Mientras circulaba en dirección a Vigàta, se acordó de un artículo que había leído sobre Hamlet, firmado por un especialista en Shakespeare. En él se afirmaba que el fantasma del padre -el difunto rey asesinado por su hermano con la complicidad de Gertrudis, su viuda, convertida en amante del asesino-cuñado-, al ordenar a su hijo Hamlet que lo vengue matando a su tío pero respetando la vida de su madre, lo sitúa en una posición de melodrama y no de tragedia. Como es universalmente sabido, mientras que un parricidio o un matricidio son actos trágicos, un tiocidio es como mucho un asunto de melodrama ligero o de comedia burguesa que fácilmente puede derivar en farsa. Sin embargo, el joven príncipe de Dinamarca, mientras cumple la misión que se le ha encomendado, arma tanto alboroto y urde tantas intrigas que consigue autopromocionarse hasta alcanzar el nivel de personaje de tragedia. ¡Y menuda tragedia! Una vez establecidas las necesarias distancias entre su persona y Hamlet y considerando que doña Maria Carmela le había hablado cuando todavía no era un fantasma -aunque le faltaba poco para serlo-, considerando asimismo que la pobre mujer no le había asignado explícitamente ninguna misión y que, en todo caso, quien quería encomendarle la misión era el padre Barbera -personaje fácilmente eliminable, habida cuenta de que en la tragedia de Shakespeare no aparece ninguno-, considerando, pues, todo ello, ¿por qué razón iba él a transformar con su investigación un folletín en una novela policiaca? Porque a eso podía aspirar aquel asunto, a convertirse en una buena novela negra, pero jamás de los jamases en una de aquellas «densas y profundas novelas» que todo el mundo compra y nadie lee, por más que los críticos juren y perjuren que nunca ha caído en sus manos un libro semejante.

Por eso, cuando entró en la comisaría, adoptó la firme decisión de no encargarse jamás de la historia del veneno que no era veneno, aunque lo tiraran del ronzal, como se hace con los burros testarudos.

– Hola, Salvo. ¿Sabes una cosa?

– No, Mimì, no la sabré hasta que tú me la digas. En cambio, si me la dices, cuando me preguntes si la sé, tendrás la satisfacción de que te conteste: «Sí, la sé.»

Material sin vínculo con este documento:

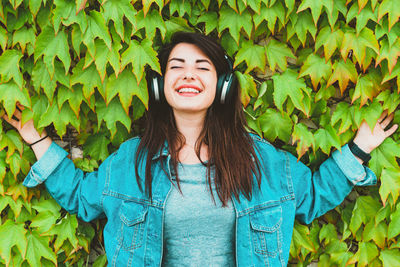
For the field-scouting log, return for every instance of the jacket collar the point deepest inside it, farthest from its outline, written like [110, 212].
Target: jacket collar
[164, 151]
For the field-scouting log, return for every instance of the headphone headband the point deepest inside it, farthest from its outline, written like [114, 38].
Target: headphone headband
[224, 91]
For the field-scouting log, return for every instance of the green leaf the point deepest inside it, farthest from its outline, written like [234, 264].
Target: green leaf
[112, 113]
[147, 4]
[65, 230]
[44, 220]
[367, 87]
[276, 54]
[390, 184]
[365, 209]
[210, 19]
[382, 29]
[74, 96]
[140, 55]
[180, 7]
[41, 79]
[176, 24]
[342, 113]
[316, 68]
[390, 257]
[96, 146]
[252, 54]
[390, 53]
[119, 86]
[301, 237]
[12, 235]
[101, 261]
[115, 10]
[151, 22]
[39, 248]
[9, 67]
[391, 8]
[96, 29]
[358, 43]
[328, 233]
[301, 24]
[3, 38]
[326, 139]
[247, 87]
[11, 94]
[51, 45]
[316, 7]
[103, 55]
[376, 232]
[287, 85]
[304, 138]
[390, 100]
[47, 205]
[330, 39]
[281, 128]
[88, 77]
[370, 114]
[343, 72]
[59, 118]
[234, 22]
[23, 37]
[384, 156]
[366, 253]
[270, 15]
[362, 16]
[394, 229]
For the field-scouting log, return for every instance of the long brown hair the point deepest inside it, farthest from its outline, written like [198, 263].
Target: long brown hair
[230, 147]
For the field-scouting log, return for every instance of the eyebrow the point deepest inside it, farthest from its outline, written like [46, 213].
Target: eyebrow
[197, 61]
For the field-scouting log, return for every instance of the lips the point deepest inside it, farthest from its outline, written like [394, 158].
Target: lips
[188, 90]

– ¡Jesús, qué antipático estás hoy! Simplemente quería decirte a propósito de aquella anciana difunta, ¿cómo se llamaba?, ah, sí, Maria Carmela Spagnolo, de cuyo caso te estás encargando…

– No.

Mimì Augello lo miró, perplejo.

– ¿Qué significa «no»?

– Significa justo lo contrario de «sí».

– Explícate mejor. ¿No quieres saber lo que quería decirte o es que ya no te encargas del asunto?

– Lo segundo.

– ¿Por qué?

– Porque yo no soy Hamlet.

Augello se sorprendió.

– ¿El de «ser o no ser»? ¿Y qué tiene eso que ver?

– Pues tiene. ¿Qué tal van las investigaciones sobre el atraco?

– Bien. Estoy seguro de que los atraparé.

– Cuéntame.

Mimì le contó con todo detalle cómo había identificado a dos de los tres atracadores. Si esperaba alguna palabra de aprobación por parte del comisario, se llevó una decepción. Montalbano ni siquiera lo miraba, mantenía la cabeza inclinada sobre el pecho, enfrascado en sus propios pensamientos. Al cabo de cinco minutos de silencio, Augello se levantó.

– Bueno, me voy.

– Espera. -Las palabras brotaron con esfuerzo de la boca del comisario-. ¿Qué querías decirme sobre… la muerta?

– Que he averiguado una cosa. Pero no te la diré.

– ¿Por qué?

– Porque acabas de decir que ya no te encargas del caso. Y, además, porque no te has dignado dedicarme ni una sola palabra de felicitación por cómo he llevado la investigación del atraco.